While you and L. were hanging back, I told the hostess that Mr. Endicott had arrived to claim his 7:30 reservation and I instructed her to tell the staff to not look Mr. Endicott directly in the eyes. I told her that Endicott would interpret direct eye contact as an act of insolence and it would not be tolerated, all in my best northeastern accent. That is the only time we’ve been to that restaurant where the staff didn’t treat us like crap. Btw, I did gnaw on the bone.

6:07 PM  
Blogger Em said...

Jill, I am so relieved to know you refrained from the big hair, even when it might have gotten a better table.

Up here in CT, we just don't get to enjoy places with dead animals on the wall. Well, there is one place with a moose head...but it talks...so I'm not sure that counts.

9:22 PM  
Blogger Schmoopie said...

We love a great steak now and then. You need to come to our house for the BEST! Stucco used to wait tables and tend bar at one of the best steakhouses in Denver. The guys in the kitchen taught him all the tricks of the trade. You guys are welcome any time :)!

10:39 PM  
Blogger Ian said...

"Abe Frohman, the Sausage King of Chicago" was who Ferris Bueller pretended to be so he and his friends could go into a fancy French restaurant and eat pancreas. Or something.

Ian

11:06 PM  
Blogger Jill said...

slag, I don't recall any bone gnawing. Maybe I've blocked it out, or maybe you put tooth to bone while I was in the ladies room. Whichever it is, as far as I'm concerned, it didn't happen.

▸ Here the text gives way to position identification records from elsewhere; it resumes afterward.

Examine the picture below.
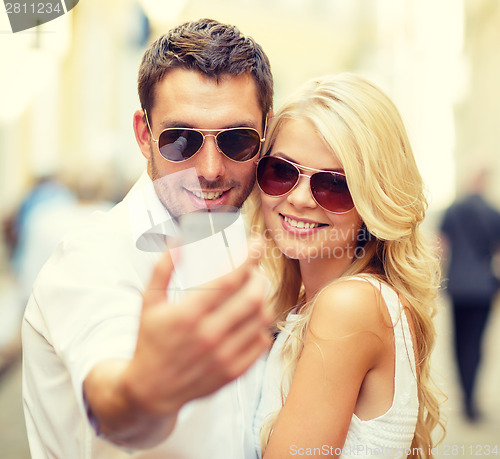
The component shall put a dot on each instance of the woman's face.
(299, 226)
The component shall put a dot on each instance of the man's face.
(186, 98)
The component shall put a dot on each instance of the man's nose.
(210, 161)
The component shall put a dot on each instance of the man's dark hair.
(211, 48)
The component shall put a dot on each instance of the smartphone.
(213, 242)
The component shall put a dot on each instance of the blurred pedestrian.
(471, 236)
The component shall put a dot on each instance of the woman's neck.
(317, 273)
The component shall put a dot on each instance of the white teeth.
(210, 195)
(300, 224)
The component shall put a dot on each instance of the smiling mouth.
(300, 224)
(207, 195)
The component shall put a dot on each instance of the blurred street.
(462, 440)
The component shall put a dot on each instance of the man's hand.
(184, 351)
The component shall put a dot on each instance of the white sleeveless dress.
(389, 435)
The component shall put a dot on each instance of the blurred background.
(68, 93)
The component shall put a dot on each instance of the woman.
(342, 200)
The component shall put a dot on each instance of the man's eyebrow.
(282, 155)
(165, 124)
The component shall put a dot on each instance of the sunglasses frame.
(218, 131)
(298, 167)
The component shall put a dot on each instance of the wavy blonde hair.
(365, 132)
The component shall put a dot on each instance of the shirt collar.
(150, 221)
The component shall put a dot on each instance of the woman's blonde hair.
(365, 132)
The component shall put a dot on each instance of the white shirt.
(389, 435)
(85, 308)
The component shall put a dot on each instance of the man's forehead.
(189, 98)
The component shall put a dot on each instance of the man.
(104, 345)
(471, 236)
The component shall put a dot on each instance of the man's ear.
(142, 134)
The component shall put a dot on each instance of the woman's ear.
(142, 134)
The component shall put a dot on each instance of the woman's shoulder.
(351, 305)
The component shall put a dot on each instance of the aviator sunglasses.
(278, 176)
(180, 144)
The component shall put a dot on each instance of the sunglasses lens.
(331, 192)
(179, 144)
(239, 144)
(275, 176)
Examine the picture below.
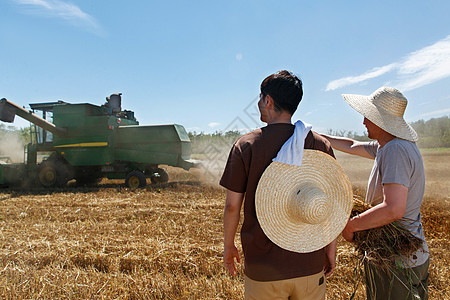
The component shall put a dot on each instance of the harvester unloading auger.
(87, 142)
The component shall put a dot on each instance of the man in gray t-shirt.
(395, 189)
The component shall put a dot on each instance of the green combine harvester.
(87, 142)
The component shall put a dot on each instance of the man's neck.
(274, 118)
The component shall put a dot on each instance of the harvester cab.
(87, 142)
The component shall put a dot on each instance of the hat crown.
(309, 204)
(390, 100)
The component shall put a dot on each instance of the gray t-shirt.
(400, 161)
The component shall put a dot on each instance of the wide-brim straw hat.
(304, 208)
(385, 108)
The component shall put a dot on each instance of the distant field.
(165, 242)
(436, 162)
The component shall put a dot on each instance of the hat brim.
(275, 187)
(396, 126)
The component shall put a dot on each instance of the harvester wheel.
(47, 175)
(162, 177)
(51, 174)
(135, 179)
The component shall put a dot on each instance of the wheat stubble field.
(164, 242)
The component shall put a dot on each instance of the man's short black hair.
(285, 89)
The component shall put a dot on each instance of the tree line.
(433, 133)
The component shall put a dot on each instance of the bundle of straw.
(384, 246)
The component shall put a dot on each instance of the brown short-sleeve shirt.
(249, 157)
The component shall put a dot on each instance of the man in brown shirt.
(270, 270)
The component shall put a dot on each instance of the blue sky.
(200, 63)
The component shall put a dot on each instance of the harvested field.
(163, 242)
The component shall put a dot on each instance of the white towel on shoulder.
(292, 151)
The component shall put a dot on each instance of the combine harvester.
(87, 142)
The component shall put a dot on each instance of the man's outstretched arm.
(231, 217)
(347, 145)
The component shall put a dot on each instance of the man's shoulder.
(249, 137)
(400, 145)
(317, 142)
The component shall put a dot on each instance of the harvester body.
(87, 142)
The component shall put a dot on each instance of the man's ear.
(269, 102)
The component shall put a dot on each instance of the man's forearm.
(347, 145)
(230, 224)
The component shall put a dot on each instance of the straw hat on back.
(304, 208)
(385, 108)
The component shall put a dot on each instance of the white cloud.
(439, 112)
(375, 72)
(63, 10)
(213, 124)
(417, 69)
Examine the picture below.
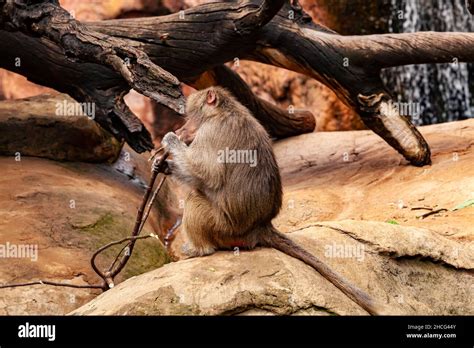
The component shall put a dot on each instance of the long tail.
(277, 240)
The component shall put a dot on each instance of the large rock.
(53, 127)
(67, 211)
(380, 258)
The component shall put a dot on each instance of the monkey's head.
(202, 106)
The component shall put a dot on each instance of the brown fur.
(233, 204)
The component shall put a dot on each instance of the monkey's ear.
(211, 97)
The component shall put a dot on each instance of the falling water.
(441, 91)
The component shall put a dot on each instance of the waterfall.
(442, 92)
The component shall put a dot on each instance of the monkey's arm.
(198, 170)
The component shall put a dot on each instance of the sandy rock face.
(376, 240)
(53, 127)
(265, 281)
(66, 211)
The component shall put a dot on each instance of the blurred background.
(442, 93)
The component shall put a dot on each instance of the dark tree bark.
(99, 62)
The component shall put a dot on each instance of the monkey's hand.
(171, 142)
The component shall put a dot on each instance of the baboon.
(233, 200)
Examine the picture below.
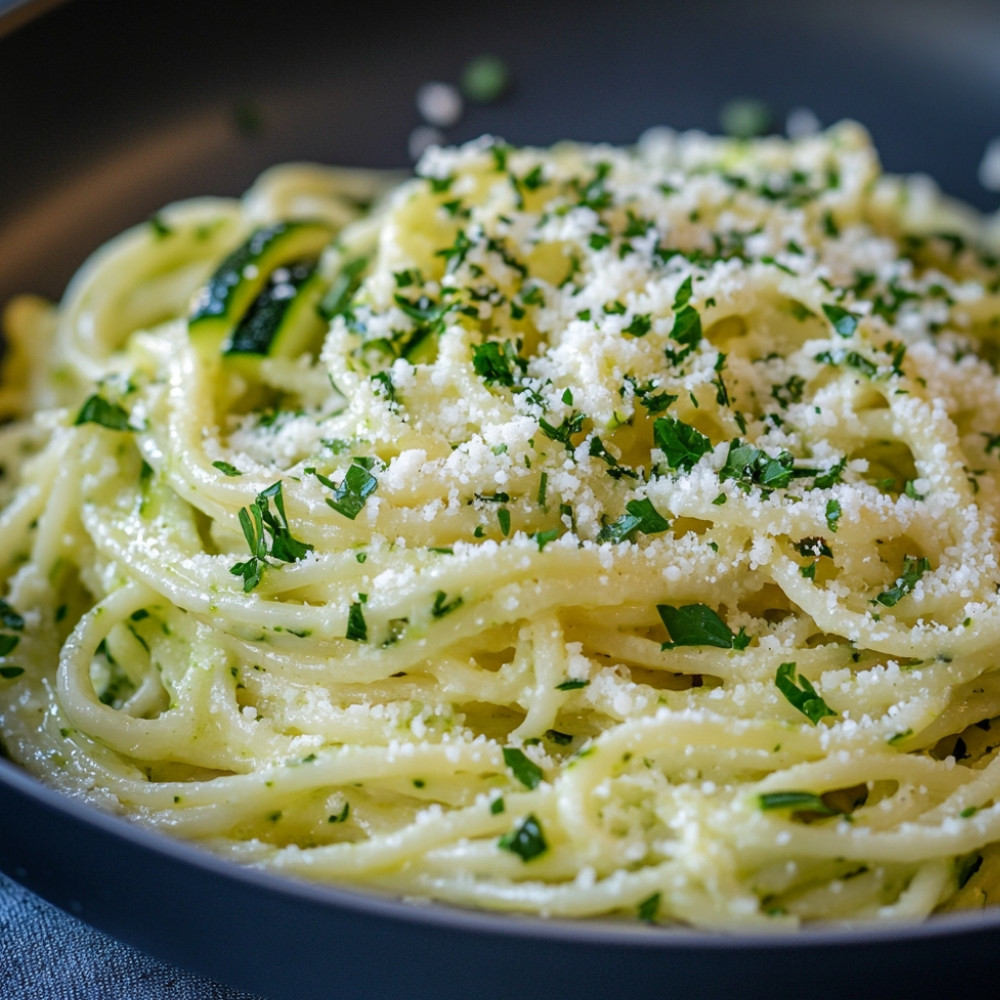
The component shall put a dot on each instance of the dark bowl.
(111, 108)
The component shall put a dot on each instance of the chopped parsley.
(913, 569)
(260, 524)
(681, 444)
(442, 606)
(357, 627)
(524, 769)
(97, 410)
(833, 512)
(841, 320)
(800, 693)
(526, 841)
(358, 484)
(751, 466)
(800, 801)
(699, 625)
(497, 363)
(640, 515)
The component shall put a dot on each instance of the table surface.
(46, 954)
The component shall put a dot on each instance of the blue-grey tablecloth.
(46, 954)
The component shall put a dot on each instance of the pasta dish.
(579, 531)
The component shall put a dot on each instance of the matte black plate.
(111, 108)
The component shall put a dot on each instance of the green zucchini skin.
(279, 321)
(249, 302)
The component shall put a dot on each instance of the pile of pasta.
(581, 531)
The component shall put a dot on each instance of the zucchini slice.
(247, 273)
(284, 320)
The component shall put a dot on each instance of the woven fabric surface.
(46, 954)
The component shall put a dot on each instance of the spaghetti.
(577, 531)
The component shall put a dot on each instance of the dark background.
(111, 108)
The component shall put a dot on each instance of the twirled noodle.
(621, 540)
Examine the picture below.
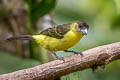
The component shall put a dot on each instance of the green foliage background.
(103, 16)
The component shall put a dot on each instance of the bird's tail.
(22, 37)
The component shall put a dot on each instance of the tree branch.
(91, 58)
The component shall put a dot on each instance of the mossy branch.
(91, 58)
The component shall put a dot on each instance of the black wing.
(57, 32)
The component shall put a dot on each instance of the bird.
(58, 38)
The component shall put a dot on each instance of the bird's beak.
(84, 31)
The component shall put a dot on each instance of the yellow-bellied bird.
(61, 37)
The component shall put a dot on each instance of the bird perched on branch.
(58, 38)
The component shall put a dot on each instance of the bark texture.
(91, 58)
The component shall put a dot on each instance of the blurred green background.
(19, 17)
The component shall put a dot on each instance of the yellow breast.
(53, 44)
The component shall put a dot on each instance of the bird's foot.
(60, 58)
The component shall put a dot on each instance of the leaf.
(37, 9)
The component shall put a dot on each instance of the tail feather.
(22, 37)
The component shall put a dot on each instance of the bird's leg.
(74, 52)
(60, 58)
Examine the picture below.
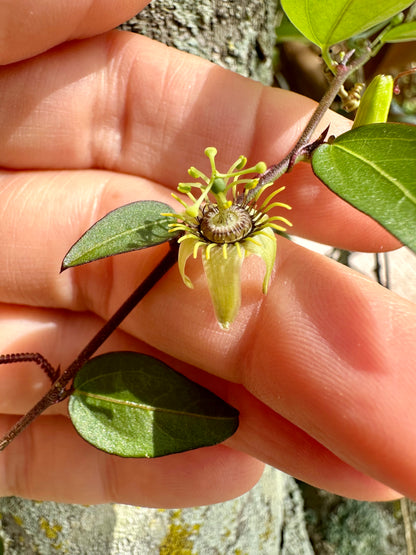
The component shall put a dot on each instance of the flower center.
(224, 226)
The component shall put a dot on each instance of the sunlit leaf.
(327, 22)
(401, 33)
(131, 227)
(133, 405)
(374, 168)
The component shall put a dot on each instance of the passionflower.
(227, 222)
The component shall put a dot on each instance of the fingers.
(276, 427)
(45, 213)
(50, 461)
(327, 349)
(128, 104)
(29, 27)
(58, 335)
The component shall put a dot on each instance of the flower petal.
(224, 281)
(186, 248)
(263, 245)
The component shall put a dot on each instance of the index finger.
(29, 27)
(128, 104)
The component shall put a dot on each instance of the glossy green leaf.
(328, 22)
(131, 227)
(401, 33)
(133, 405)
(374, 168)
(375, 103)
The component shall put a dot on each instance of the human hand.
(320, 368)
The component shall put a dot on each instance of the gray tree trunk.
(269, 520)
(236, 34)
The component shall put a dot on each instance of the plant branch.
(59, 390)
(343, 71)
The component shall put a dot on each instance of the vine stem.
(342, 72)
(59, 390)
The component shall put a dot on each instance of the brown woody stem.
(59, 390)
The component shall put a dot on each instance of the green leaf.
(327, 22)
(133, 405)
(374, 168)
(131, 227)
(401, 33)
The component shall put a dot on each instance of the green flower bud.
(218, 186)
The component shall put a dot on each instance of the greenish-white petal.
(224, 281)
(263, 244)
(186, 249)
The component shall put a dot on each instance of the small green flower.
(225, 224)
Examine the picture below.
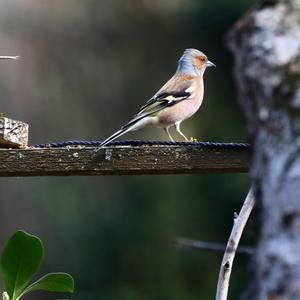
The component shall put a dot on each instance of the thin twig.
(188, 244)
(234, 239)
(9, 57)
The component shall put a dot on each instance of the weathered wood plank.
(13, 133)
(123, 160)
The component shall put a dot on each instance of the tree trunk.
(266, 48)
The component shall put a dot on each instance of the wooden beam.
(13, 133)
(123, 160)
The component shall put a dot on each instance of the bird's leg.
(177, 126)
(168, 133)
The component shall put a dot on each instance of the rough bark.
(266, 48)
(123, 160)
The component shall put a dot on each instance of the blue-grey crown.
(185, 63)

em, The talking moose head would only count if it were once attached to the body of a real live moose which was killed for its head. I'm thinking that one falls more in the category of Chuckie-Cheese-type, child-amusing animated robot.

schmoopie, The next time we make it to the northwest, your house will be our first stop. We never pass up well-seasoned, perfectly-cooked meat of any kind. :)

ian, Agh, how could I have not known that??